Not a very few of these still rattle around Denmark, not many either. Up the road from me a chap has a Kappa estate, would you believe. Let’s take a close look at the car…
This vehicle really ought not to be that captivating. It is dead plain, apparently. As the designer said at the time, Lancia wanted no visual noise. That means that in the eyes of some this car is rather uninteresting. That’s to miss the point much as it is to say the VW Bora (1999-2006) is boring. It seems frighteningly unadorned yet really every detail has been finessed. The Kappa is really subtle too, as is the Bora, though in its own way. There’s a Latin flavour in this car.
In that sense the Kappa repeated the formula of the Thema which also had a really low-key design. It was part of a long line of understated saloons. That is not a very popular approach today but I rather like it so long as it is correctly done. Understatingness is a good quality for people who don’t want to show off. Peugeot used to do something similar and, to some extent, Benz did as well though the three-pointed star was a bit of a giveaway.
Back to the Kappa…
Both at the front and the back, the IDEA Institute (who designed the car) chose to constrain the lamps’ width. At the front the lamp barely eats into the wing. At the rear it is the same story.
At the front I will ask you to notice the way the metal work surrounds the lamp and grille as if an aperture has been reluctantly cut for the lamps. The simplicity of the body-work allows the grille to stand prominently. More usually the headlamps might be expected to really cut into the wing to give the impression of width. They don’t do that here. There’s no need.
At the rear, like the 1989 Citroen XM, the body work frames the lamp cluster and licence plate surround, which is an arrangement analogous to the front. A small sliver of brightwork garnishes the rear. That the lamps do not extend onto the rear wings leaves the car, in side view, with very unadorned flanks. I think the designers here were knowingly attempting something tricky, a firmly conservative, clearly undecorated appearance that attracts your attention by making something of the absence. This could sound very pseud’s corner. It’s a form of minimalism if you like or reminiscent of a pause during a movement of music.
The design of the windows is, in principle, like that of the Volvo 850 or, indeed, the Mercedes 200E (W-124) – both famously unchromed. Lancia did choose to apply brightwork here and in a manner one does not see elsewhere. The brightwork is not protecting the rubber – it is embedded in it. As the image below shows, not all the joints are so nicely formed. That’s a butt joint. More succesful would have been thicker strips and neater joins at the base of the window line.
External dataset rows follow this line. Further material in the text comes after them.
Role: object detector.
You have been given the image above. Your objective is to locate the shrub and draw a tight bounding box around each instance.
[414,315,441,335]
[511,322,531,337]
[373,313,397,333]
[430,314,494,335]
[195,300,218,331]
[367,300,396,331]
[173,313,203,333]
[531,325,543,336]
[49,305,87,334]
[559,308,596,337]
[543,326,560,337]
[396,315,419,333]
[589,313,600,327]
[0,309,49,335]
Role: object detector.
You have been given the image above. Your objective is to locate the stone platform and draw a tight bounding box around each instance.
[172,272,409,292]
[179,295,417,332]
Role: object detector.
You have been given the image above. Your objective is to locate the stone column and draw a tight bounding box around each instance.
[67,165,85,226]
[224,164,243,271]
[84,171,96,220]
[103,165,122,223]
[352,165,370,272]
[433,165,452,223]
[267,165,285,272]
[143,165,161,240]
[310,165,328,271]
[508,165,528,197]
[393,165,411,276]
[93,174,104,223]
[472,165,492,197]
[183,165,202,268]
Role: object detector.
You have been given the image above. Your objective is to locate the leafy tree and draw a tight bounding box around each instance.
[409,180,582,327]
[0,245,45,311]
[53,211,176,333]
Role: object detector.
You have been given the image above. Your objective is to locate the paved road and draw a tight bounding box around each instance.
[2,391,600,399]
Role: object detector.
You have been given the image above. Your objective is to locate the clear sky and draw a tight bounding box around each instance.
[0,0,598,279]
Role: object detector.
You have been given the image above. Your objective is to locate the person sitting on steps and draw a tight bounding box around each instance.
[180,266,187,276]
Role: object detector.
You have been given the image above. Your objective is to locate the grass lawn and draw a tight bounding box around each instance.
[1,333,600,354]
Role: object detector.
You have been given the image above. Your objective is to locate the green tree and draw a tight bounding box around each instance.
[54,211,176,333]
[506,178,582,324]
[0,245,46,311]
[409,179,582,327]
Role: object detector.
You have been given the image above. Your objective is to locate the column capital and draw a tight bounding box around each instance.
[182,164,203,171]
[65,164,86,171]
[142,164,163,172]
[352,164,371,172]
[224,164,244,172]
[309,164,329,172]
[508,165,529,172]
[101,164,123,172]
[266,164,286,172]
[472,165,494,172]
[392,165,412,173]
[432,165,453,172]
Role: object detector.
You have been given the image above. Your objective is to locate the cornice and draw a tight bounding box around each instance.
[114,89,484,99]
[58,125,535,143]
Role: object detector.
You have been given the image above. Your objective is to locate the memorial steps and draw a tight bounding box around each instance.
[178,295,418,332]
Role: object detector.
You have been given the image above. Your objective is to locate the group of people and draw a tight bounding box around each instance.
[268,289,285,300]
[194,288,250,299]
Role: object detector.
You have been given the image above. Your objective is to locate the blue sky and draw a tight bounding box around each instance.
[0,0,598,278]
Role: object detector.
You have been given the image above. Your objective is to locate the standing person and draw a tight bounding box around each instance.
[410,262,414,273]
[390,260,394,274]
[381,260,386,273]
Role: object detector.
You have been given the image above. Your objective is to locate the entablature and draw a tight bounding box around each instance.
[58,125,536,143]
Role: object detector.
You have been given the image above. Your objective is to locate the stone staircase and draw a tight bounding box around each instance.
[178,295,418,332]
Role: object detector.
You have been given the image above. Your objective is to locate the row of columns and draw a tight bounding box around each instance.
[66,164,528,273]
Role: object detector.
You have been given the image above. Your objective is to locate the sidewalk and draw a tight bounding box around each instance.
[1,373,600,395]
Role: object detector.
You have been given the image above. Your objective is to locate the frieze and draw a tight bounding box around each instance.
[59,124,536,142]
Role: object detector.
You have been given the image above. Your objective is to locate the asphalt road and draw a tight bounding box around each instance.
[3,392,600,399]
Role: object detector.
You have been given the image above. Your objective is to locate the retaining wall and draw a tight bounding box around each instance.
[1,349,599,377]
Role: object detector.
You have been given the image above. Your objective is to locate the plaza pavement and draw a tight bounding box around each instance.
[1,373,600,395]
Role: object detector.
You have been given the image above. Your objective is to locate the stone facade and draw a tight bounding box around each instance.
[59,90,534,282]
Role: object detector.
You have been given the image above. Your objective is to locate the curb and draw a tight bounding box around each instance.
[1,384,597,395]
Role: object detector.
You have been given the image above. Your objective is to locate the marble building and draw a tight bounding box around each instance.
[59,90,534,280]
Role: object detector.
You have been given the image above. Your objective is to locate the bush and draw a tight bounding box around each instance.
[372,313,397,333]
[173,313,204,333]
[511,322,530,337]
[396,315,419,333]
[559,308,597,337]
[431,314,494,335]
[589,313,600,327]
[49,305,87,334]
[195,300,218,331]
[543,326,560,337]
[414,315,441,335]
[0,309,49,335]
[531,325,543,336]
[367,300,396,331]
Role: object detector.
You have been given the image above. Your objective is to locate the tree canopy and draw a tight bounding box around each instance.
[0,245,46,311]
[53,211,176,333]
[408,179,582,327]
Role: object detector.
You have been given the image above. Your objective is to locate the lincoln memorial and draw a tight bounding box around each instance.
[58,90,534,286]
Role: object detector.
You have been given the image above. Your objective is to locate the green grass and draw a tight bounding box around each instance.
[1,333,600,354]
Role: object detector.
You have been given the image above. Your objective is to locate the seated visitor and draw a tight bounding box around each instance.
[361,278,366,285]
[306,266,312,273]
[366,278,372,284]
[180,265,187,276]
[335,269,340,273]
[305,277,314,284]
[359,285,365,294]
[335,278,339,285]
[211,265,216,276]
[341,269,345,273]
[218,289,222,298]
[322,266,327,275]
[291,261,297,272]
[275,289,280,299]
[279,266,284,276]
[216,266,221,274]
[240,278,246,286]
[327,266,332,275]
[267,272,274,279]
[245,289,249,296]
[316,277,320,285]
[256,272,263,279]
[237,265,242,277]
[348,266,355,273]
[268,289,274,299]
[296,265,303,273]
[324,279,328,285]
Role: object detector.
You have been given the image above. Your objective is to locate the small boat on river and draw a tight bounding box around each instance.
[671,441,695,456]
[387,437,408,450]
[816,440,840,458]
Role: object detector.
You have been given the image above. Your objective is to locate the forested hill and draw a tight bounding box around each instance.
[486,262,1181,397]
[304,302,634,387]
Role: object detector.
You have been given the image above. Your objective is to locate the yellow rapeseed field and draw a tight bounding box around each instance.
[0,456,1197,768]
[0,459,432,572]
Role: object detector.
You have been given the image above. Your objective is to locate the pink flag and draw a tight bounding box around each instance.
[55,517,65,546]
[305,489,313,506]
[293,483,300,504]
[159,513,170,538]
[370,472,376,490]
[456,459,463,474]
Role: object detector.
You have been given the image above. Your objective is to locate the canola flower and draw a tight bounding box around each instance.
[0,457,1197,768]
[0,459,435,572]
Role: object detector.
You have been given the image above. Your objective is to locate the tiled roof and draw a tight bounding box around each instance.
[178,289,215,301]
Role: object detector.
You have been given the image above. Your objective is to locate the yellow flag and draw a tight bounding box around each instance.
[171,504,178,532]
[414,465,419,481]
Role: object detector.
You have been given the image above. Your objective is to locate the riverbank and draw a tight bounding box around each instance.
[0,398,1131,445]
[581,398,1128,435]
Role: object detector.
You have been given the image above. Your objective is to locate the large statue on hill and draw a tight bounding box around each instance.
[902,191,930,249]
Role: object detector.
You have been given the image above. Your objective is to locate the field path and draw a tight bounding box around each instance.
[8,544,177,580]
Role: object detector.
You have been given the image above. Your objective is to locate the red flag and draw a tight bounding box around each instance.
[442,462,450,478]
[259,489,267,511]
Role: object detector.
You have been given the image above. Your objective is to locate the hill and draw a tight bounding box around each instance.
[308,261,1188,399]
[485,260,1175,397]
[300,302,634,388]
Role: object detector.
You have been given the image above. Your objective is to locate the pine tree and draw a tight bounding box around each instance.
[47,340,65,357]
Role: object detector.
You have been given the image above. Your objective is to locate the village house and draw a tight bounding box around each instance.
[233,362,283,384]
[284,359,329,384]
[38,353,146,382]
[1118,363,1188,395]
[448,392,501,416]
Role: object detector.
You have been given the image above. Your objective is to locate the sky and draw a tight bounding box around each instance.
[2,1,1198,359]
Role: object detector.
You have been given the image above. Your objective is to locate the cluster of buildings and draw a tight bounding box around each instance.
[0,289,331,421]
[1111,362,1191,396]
This view is rather good (below). You get a distinct sense of pointiness to the car but also strength. There is no rub-strip, just a small feature line. I can’t imagine how quickly this car would get dented in Italy. The wheels are original.
Austere good taste is my summary of this vehicle. It makes me think that perhaps Peugeot were looking for this same feeling with the 406 but didn’t quite know where to add that tiny amount of embellishment that would lift it above appearing banal (I don’t think the 406 is banal but I am sure many would not give it a second look).
It might very well be that these are not the original seats (above). I think the blue seats were matched to black hard trim.
Leaving that doubt aside, I invite you to consider that this fabric was fitted to a car in 1995 not 1985. That’s not a point against it rather a point in the car’s favour along with the 5-cylinder 2.0 engine under the bonnet. Lancia took the road less trod with this car: a calculatedly austere exterior and a plush, lush and comfortable interior mated to creditable and refined performance and decent handling. What car fulfils that brief today?